|Main Archive Page > Month Archives > clamav-users archives|
"David F. Skoll" <email@example.com> wrote:
> The philosophical one: Do heuristics like PhishingScanURLs belong in a
> virus scanner? I realize that once the engine is in place, it's
>tempting to add features, but I'm not convinced such things belong in
> a virus scanner. I think they are more in the domain of anti-spam
> software, especially since it's good for security to keep your
> virus-scanner small, fast and secure and do more complex text analysis
> in a language other than C. I guess I would vote for PhishingScanURLs
> to be "no" by default rather than "yes".

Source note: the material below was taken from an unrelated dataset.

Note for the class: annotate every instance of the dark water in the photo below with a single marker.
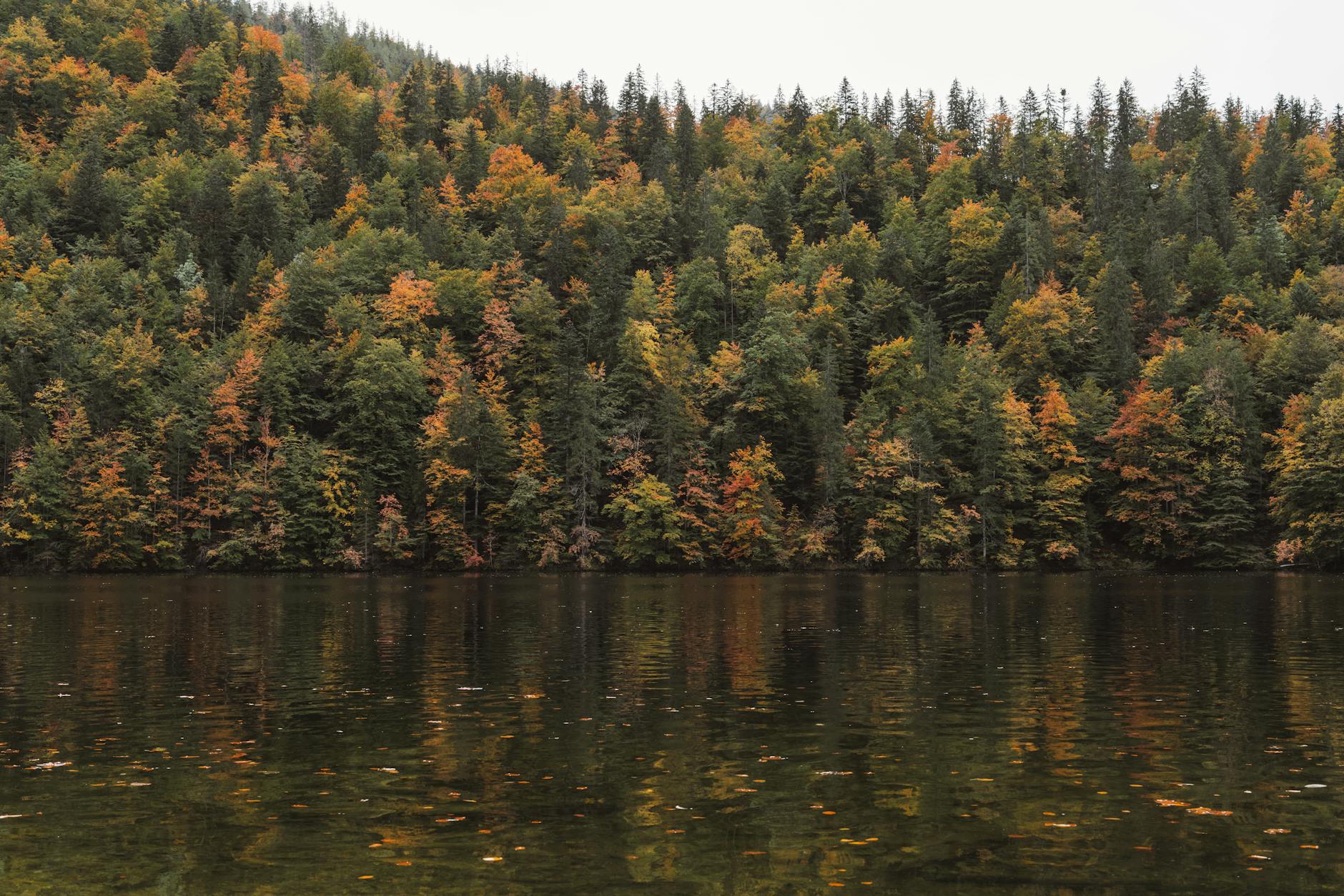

A/V and spam filters do the same task: scan a stream for multiple strings. I've long said they should be implemented in the same package otherwise you double the overhead of feeding your files through the scanners. The external overhead of running two programs is *far* worse than just the computational overhead of searching for twice as many strings. If you *are* running both, then I agree that the better fit is in the spam software. Unless there's almost no overhead from adding it to the AV software.

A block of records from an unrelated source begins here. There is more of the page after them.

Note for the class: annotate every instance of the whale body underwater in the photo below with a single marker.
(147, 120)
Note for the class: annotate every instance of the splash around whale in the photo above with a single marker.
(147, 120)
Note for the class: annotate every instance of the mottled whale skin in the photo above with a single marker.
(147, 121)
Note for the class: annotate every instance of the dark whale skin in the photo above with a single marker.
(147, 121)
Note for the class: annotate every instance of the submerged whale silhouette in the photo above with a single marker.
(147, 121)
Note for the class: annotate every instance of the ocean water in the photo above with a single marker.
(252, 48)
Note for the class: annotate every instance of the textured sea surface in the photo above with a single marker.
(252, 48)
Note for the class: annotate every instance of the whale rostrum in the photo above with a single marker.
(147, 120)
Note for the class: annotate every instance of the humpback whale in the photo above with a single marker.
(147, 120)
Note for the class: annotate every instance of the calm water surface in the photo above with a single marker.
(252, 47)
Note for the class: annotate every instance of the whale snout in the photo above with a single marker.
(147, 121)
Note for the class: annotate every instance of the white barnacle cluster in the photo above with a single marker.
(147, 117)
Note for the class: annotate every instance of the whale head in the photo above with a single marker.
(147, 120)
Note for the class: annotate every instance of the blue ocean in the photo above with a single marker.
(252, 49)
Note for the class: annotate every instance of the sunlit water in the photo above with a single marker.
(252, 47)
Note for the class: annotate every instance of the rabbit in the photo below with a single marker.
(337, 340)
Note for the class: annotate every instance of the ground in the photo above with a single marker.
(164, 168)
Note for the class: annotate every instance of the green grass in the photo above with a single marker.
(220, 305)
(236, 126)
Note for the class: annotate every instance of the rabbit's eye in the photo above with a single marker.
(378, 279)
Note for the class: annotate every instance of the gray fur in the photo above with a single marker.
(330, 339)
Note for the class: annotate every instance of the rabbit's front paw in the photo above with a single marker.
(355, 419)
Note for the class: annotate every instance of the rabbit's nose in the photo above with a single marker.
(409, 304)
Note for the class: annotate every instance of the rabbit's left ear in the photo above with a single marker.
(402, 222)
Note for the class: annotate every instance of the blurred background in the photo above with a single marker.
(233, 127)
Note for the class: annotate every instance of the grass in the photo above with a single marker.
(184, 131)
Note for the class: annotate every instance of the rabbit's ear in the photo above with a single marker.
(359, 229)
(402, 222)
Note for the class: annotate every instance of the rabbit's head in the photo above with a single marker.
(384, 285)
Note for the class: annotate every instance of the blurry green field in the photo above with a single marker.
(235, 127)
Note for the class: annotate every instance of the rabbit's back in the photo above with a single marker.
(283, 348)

In fact with a decent string search algorithm (using a trie of strings) there should be very little extra overhead in adding more strings to be searched in parallel. (Example code is at http://www.gtoal.com/spam/src/newcode/multidawg.c.html) Straight string matches (possibly with a char by char lookup table at the point of comparison, which can handle case equivalence and a few other useful equivalences) are much faster than regexps, and I've found that I haven't missed having regexps.
It's been some time since I looked at ClamAV but I would expect (or hope) that the byte string search in clamav is done something like this, in a way that scales well with the addition of more byte sequences to match.
You're right in your assessment above. It should be simple and lightweight. That doesn't rule out scanning for URLs in the body text, it just means you have to do so efficiently, and IMHO using regexps is not efficient and seldom justified.